Hm. Not sure then? I guess then you'd be falling into the max duration
or so?

                if (!local->ops->remain_on_channel) {
                        /* If there's no hardware remain-on-channel, and
                         * doing so won't push us over the maximum r-o-c
                         * we allow, then we can just add the new one to
                         * the list and mark it as having started now.
                         * If it would push over the limit, don't try to
                         * combine with other started ones (that haven't
                         * been running as long) but potentially sort it
                         * with others that had the same fate.
                         */
                        unsigned long now = jiffies;
                        u32 elapsed = jiffies_to_msecs(now - tmp->start_time);
                        struct wiphy *wiphy = local->hw.wiphy;
                        u32 max_roc = wiphy->max_remain_on_channel_duration;

                        if (elapsed + roc->duration > max_roc) {
                                combine_started = false;
                                continue;
                        }

Or maybe that logic here is broken somewhat ...

> > Not sure I understand this part.

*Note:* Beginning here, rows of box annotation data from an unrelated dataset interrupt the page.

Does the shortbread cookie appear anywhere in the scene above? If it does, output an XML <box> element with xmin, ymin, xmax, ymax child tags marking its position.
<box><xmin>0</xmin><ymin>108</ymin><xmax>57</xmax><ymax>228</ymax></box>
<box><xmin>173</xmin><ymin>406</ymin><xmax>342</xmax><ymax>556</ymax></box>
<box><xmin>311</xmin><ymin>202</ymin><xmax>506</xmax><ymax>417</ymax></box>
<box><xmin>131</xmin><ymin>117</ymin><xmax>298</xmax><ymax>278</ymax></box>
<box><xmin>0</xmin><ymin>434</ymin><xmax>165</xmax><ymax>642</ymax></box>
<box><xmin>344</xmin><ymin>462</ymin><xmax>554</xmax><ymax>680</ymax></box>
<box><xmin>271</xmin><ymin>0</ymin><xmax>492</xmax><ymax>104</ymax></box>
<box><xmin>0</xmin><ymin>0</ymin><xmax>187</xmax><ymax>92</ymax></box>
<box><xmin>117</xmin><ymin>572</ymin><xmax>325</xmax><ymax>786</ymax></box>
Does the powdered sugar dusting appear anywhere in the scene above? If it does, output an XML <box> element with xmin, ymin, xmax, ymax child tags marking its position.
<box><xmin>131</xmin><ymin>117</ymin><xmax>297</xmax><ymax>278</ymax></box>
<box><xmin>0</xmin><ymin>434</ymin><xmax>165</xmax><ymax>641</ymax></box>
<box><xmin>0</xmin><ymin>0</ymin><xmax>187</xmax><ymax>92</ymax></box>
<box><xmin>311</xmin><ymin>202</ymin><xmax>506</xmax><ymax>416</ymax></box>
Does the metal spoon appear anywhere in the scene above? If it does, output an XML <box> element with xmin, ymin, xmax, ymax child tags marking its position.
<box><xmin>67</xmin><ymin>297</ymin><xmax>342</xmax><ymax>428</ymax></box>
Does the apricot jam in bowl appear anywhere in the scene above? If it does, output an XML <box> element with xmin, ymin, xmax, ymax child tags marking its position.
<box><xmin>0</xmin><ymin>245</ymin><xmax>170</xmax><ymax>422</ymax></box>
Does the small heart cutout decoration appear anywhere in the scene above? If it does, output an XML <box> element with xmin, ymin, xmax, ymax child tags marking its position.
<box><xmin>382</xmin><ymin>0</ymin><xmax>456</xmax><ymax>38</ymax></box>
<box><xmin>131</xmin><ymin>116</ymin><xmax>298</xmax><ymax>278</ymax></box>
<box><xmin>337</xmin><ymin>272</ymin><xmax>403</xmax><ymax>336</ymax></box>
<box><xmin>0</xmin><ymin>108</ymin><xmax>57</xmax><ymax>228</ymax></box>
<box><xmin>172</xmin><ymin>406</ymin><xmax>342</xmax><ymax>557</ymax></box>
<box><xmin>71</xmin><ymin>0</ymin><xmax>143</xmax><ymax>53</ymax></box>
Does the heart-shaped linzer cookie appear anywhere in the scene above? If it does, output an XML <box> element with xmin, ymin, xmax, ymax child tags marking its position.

ROC is fine mostly for the "wait for
> > some frame and send a response", but not so much suited for "send a
> > frame and wait for a response" part. So 3-way-handshakes are iffy with
> > it...
> 
> Yeah, and it actually has worked great for the entire DPP procedure 
> using the same channel (presence -> auth request -> auth response -> 
> auth confirm) assuming both sides respond in a timely fashion.
> 
> The comes when changing the channel after the auth request. The auth 
> request gets queued separately, which then delays the ROC and we 
> can't/shouldn't send anything until ROC starts. The only strange thing 
> is we actually receive the auth response on the new channel before the 
> ROC for that new channel even starts. Its like the hardware and driver 
> aren't quite in sync.

Did you say hwsim? That'd be weird. Though in hwsim I think you have an
additional quirk - it never really *leaves* the original channel it's
connected on, it kind of sticks around on *both* which isn't real but
some kind of simplification there. We might want to fix that eventually.
But not sure it's connected already in this case?

> But anyways I think its best to use ROC for presence (waiting for 
> announcements) but then use CMD_FRAME for the rest of the protocol.

Right, that's pretty much the intent for this kind of thing. Similar in
P2P where we designed all this, really.